I've been experimenting making a lot of glycerin method liquid soap lately thanks to all the good advice on this forum. Thanks for sharing so generously!

In an effort to create the best recipes I have been using just one oil at a time to make a paste and have made 100% pastes out of coconut, palm kernel, sunflower, olive, almond, castor and jojoba oils. All came out well and tested clear except the jojoba (probably because of it's unique properties). This way you can see how each oil behaves in it's 100% liquid soap form before combining pastes.

With 100% pastes you can then mix the pastes in different combinations and percentages in small amounts (for example 4 ounces total of pastes), dissolve them and then observe the properties of the new combination. Then you can tweak the ratios for more suds, less drying, more economical, etc.

Later on when I get some really good combinations for particular uses - shampoo, body wash, dishes or laundry I might switch to combining the oils first before adding the glycerin/lye solution but for now it's a good way to experiment.

I have a question about the effects of using glycerin (in the glycerin method) on the properties of the liquid soap. For example, 100% coconut oil liquid soap made with the lye/water method is supposed to be "drying" because of the cleansing properties of the coconut oil. But when you use the glycerin (which is said to be moisturizing) in the glycerin method does the glycerin still retain it's moisturizing properties and compensate for the drying effects of the coconut oil?

Reason I'm asking is because a friend who is sensitive to the drying effects of soap tried my 75% Coconut oil / 25% Sunflower oil liquid soap (made with the glycerin method) and found it too oily and didn't rinse off that well (which was not my experience). I expected her to find it too drying because of all the coconut. That got me to thinking that maybe all the added glycerin might have an effect on the moisturizing properties of the soap.

So, What I am asking is in anyone's experience are you getting the benefits of the glycerin in the glycerin method and thereby creating a liquid soap with different properties than you would have if you used KOH and water for your lye solution?

Thanks for any input!

Richie


----------



## FGOriold (Aug 2, 2013)

That is an interesting question and I too am interested in the scientific answer.  I made a facial soap for myself that had low cleansing and high conditioning numbers using the glycerin method and love it.  Does not dry out my skin at all but I also don't feel that it leaves it an oily residue and it does wash off easily - but then I don't have a version of this formula made with distilled water to compare it to.  I use the glycerin method on my coconut milk body wash too.  For shampoos, I use water though. 

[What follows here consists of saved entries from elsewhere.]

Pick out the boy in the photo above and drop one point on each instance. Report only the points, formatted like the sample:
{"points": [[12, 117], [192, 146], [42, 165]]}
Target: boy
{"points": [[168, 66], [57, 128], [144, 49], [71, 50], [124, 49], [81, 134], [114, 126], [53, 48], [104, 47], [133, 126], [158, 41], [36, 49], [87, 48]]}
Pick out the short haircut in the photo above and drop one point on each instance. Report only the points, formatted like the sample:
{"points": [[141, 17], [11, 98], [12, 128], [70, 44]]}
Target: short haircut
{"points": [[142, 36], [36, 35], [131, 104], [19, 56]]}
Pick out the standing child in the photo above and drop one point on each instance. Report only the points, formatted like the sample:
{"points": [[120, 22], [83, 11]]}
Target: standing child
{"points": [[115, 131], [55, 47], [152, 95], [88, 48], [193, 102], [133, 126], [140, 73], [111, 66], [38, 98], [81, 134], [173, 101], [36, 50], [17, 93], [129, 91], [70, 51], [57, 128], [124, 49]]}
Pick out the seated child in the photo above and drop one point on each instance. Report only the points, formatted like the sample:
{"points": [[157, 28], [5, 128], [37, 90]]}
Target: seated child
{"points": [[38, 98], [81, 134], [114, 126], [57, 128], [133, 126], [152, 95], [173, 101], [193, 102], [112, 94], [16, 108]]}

I wonder if the effects of using the glycerin method are the same as when you add glycerin (1 - 1.5 ounces per lb.) to the finished diluted soap.


----------



## Robert (Aug 3, 2013)

FGOriold said:


> I wonder if the effects of using the glycerin method are the same as when you add glycerin (1 - 1.5 ounces per lb.) to the finished diluted soap.


"Glycerin method" I suppose means having glycerine added to the water used for the saponification.  The time the glycerine is added shouldn't make any difference to the properties of the finished product; it stays dissolved in the water, and I imagine if you're making liquid soap, you're keeping all that water in the product.

The only difference you should see is in the process.  Glycerine is also known as glycerol, meaning it's an alcohol, and alcohols catalyze alkaline ester hydrolysis, i.e. saponification.  So the process goes faster, but gets to the same place.


----------



## FGOriold (Aug 4, 2013)

Thanks Robert - I figured that it would not matter whether glycerin was used during the creation of the paste or added after dilution but was not 100% sure.  I do like using the glycerin method as it definitely cuts down on how much attention I need to give the paste as it cooks.  My next experiment is to use both distilled water and KOH to create the paste to get the benefits of using glycerin without having to use so much - an amount more equivalent to what I would add after dilution.   Not sure what my cook times will be with this, but we shall see.


----------